# I got .ccd, .cue, .img and .sub files on my NeoGeo CD ROM... What do they mean?



## SaulFabre (Jan 3, 2020)

Hi, community.
I got a NeoGeo CD game and the content of the game is in .cue, .ccd, .img and .sub formats, what does they mean?
And how I can do to burn them in a CD and play them in a NEOGEO CD emulator?
Thanks very much for your answers


----------



## Plstic (Jan 3, 2020)

SaulFabre said:


> Hi, community.
> I got a NeoGeo CD game and the content of the game is in .cue, .ccd, .img and .sub formats, what does they mean?
> And how I can do to burn them in a CD and play them in a NEOGEO CD emulator?
> Thanks very much for your answers


I would try using the cue file with imgburn.


----------



## Mikemk (Jan 3, 2020)

It's an archaic way of storing disks with multiple tracks, used to be popular despite the inconvenience.  Each track of the disc is a different file.  The cue file lists all the tracks and tells where they are on disc.  img/bin are the image files for each track, ccd is either an encryption or decryption key, not sure which, idk what sub is.


----------



## ChiefReginod (Jan 3, 2020)

CCD is actually a CloneCD image. What sets them apart from other disc images is mainly the inclusion of the subchannel data. This data isn't really necessary if you're just using the image in an emulator. For that, BIN/CUE would probably be best.
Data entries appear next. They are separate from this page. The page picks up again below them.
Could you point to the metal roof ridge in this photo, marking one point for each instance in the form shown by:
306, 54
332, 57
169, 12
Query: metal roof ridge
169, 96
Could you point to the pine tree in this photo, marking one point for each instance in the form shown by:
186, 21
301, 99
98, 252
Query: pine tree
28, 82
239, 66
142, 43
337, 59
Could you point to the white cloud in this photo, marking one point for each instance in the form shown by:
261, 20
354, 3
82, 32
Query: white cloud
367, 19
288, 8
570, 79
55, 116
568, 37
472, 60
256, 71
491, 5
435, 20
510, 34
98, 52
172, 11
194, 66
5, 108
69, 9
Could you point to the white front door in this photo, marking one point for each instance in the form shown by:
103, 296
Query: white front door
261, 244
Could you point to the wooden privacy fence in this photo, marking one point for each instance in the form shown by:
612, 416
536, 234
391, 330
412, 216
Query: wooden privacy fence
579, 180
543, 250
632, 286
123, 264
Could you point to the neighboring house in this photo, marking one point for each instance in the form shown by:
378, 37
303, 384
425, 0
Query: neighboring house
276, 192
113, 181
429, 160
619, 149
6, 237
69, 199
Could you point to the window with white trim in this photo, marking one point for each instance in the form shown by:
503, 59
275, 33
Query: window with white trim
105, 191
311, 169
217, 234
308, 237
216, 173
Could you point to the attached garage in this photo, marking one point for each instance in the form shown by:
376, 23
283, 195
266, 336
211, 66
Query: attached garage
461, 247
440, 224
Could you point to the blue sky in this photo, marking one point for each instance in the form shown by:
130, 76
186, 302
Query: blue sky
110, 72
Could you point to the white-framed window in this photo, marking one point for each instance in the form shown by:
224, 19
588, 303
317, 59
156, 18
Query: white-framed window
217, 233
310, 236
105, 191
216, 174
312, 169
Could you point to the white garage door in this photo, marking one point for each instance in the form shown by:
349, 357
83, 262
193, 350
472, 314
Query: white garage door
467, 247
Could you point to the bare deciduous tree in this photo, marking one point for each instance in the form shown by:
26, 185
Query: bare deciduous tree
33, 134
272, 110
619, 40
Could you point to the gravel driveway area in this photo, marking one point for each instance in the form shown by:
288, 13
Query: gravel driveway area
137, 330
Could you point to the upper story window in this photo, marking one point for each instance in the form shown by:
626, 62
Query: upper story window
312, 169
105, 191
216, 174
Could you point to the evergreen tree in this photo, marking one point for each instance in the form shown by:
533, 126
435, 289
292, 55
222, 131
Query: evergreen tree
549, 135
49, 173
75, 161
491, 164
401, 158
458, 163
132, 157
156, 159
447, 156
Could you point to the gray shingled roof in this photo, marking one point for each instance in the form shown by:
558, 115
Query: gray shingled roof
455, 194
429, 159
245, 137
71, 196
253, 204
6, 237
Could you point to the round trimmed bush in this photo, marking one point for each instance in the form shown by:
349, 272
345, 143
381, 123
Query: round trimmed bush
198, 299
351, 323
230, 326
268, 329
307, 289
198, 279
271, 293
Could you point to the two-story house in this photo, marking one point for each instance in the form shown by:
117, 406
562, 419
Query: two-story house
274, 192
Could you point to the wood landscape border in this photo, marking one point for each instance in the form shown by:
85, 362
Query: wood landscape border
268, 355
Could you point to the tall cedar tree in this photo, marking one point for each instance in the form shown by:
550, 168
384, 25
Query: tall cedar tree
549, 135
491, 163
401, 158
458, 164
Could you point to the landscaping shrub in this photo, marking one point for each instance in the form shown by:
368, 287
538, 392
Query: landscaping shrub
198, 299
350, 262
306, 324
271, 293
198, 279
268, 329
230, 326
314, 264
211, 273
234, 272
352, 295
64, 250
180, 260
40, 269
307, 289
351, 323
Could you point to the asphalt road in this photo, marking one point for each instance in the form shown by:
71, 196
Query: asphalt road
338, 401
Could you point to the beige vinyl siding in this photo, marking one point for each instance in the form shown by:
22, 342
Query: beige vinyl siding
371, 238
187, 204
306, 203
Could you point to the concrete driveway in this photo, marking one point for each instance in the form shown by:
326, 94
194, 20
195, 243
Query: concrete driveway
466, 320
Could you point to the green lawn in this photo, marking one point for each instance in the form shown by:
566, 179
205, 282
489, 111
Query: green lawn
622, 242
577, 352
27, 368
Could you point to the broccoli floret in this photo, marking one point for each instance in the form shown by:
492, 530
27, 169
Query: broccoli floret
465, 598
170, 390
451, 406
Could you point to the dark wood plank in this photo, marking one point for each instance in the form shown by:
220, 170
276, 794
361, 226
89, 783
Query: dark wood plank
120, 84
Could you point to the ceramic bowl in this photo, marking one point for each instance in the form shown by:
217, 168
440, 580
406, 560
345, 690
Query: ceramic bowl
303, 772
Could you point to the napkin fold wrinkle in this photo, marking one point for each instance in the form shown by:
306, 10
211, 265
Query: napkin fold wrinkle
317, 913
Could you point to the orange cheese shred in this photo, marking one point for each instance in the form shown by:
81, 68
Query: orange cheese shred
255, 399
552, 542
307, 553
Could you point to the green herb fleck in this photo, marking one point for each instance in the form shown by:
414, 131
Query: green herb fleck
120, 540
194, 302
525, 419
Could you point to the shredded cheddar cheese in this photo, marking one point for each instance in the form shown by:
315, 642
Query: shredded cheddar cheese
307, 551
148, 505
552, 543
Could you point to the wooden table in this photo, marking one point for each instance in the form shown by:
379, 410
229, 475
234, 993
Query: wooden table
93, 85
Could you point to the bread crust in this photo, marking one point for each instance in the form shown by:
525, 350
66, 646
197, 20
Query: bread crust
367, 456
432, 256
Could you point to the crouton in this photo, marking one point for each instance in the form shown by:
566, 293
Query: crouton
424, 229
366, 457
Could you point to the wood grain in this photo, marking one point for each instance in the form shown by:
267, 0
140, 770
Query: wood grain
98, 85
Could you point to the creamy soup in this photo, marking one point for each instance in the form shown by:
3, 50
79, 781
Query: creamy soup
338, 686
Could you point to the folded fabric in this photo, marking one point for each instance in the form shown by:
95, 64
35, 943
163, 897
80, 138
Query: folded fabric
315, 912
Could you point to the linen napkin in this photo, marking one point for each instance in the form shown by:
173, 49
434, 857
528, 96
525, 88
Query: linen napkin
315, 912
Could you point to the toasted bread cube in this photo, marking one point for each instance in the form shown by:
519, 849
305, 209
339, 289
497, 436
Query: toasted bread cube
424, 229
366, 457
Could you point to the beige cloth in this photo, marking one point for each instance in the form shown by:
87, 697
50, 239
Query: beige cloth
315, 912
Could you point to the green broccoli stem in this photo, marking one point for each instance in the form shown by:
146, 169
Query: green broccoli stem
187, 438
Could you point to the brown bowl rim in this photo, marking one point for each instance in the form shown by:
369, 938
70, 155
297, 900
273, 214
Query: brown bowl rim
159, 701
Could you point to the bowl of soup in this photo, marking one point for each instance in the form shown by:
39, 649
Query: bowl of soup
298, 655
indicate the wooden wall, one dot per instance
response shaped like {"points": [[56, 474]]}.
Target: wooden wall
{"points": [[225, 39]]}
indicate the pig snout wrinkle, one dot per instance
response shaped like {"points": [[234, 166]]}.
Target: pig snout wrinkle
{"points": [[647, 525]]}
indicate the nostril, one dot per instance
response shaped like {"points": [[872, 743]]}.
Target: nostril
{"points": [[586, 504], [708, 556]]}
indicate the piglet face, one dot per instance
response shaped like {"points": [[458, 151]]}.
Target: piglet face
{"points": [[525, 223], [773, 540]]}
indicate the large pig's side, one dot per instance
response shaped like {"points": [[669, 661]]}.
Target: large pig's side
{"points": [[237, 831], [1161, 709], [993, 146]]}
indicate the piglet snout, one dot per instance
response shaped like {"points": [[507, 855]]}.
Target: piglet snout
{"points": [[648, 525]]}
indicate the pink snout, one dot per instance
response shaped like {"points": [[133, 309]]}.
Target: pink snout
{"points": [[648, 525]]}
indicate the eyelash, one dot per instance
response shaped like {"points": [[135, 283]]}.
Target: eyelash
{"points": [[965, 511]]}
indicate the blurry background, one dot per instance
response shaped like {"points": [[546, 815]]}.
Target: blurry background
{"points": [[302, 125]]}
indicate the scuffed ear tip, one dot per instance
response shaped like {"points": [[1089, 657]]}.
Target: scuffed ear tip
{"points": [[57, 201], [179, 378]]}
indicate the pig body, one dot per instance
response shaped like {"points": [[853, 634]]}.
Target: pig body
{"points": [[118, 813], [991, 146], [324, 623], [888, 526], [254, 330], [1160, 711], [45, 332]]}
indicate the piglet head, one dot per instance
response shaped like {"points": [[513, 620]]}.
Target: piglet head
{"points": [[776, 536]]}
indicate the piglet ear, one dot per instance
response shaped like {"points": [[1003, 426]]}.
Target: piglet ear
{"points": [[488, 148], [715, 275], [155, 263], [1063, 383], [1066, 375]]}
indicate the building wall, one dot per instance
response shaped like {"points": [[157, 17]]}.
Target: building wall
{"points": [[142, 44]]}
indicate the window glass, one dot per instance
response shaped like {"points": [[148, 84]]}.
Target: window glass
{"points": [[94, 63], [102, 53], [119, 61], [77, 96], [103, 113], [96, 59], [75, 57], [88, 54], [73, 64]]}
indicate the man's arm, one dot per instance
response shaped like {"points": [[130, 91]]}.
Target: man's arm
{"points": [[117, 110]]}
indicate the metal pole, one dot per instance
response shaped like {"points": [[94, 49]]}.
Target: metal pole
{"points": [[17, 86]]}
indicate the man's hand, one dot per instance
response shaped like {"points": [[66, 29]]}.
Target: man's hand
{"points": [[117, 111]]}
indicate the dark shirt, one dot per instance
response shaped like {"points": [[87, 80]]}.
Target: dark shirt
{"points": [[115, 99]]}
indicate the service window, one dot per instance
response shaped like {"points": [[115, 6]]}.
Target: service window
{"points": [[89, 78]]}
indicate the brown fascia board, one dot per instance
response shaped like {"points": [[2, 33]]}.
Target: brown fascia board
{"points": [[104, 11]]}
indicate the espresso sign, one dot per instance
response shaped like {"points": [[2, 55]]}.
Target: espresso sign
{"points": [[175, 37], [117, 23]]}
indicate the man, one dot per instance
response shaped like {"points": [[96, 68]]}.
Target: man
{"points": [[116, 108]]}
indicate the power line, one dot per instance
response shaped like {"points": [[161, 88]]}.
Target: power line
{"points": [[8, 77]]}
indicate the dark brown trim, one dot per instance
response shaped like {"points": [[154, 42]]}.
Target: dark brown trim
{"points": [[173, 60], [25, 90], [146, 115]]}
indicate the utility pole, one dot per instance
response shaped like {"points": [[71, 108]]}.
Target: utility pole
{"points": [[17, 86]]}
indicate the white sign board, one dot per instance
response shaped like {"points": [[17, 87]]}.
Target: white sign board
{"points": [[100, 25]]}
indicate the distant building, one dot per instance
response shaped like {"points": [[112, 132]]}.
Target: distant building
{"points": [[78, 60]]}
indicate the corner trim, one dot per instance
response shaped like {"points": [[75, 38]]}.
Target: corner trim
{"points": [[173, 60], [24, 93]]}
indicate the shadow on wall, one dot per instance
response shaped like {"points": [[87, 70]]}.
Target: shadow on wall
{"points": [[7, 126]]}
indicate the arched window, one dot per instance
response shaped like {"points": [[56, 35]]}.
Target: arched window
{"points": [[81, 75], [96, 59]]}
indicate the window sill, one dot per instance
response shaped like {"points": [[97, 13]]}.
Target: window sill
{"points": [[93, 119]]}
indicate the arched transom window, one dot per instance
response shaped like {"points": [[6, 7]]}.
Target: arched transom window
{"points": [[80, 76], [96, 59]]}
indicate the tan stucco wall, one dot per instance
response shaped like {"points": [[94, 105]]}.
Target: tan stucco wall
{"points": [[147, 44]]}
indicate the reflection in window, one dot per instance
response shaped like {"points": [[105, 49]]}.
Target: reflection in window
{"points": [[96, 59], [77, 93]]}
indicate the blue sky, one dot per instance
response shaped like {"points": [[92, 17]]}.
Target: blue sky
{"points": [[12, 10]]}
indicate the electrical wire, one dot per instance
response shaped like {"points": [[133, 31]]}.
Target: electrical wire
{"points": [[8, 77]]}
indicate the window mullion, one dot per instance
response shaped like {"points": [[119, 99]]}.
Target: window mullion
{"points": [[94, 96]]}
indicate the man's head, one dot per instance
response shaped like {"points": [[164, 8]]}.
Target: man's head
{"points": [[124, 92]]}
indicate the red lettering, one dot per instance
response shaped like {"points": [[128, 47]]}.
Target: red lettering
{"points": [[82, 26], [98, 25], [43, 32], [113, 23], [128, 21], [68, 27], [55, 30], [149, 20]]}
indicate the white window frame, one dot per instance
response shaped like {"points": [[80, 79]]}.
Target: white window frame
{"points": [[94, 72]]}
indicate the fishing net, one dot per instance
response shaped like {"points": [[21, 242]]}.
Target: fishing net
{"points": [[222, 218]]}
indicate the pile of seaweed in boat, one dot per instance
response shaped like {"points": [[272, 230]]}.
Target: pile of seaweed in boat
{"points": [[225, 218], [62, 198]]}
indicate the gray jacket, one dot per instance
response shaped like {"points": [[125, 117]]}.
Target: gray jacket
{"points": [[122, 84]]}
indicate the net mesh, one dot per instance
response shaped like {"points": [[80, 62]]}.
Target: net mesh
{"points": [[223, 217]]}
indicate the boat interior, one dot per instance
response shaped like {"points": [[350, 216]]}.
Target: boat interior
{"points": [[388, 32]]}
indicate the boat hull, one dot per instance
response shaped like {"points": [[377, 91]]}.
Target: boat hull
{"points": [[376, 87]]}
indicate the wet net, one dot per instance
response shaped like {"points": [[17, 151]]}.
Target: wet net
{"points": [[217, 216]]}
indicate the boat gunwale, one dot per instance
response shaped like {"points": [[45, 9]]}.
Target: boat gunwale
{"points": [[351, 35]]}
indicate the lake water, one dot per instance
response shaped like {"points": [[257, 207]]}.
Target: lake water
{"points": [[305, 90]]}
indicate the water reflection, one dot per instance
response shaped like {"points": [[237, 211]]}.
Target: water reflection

If you're burning it to CD-R you would load the CCD file with IMGBurn (preferable) or CloneCD (kind of outdated now).


----------



## SaulFabre (Jan 3, 2020)

ChiefReginod said:


> CCD is actually a CloneCD image. What sets them apart from other disc images is mainly the inclusion of the subchannel data.
> 
> If you're burning it to CD-R you would load the CCD file with IMGBurn (preferable) or CloneCD (kind of outdated now).


Ok thanks


----------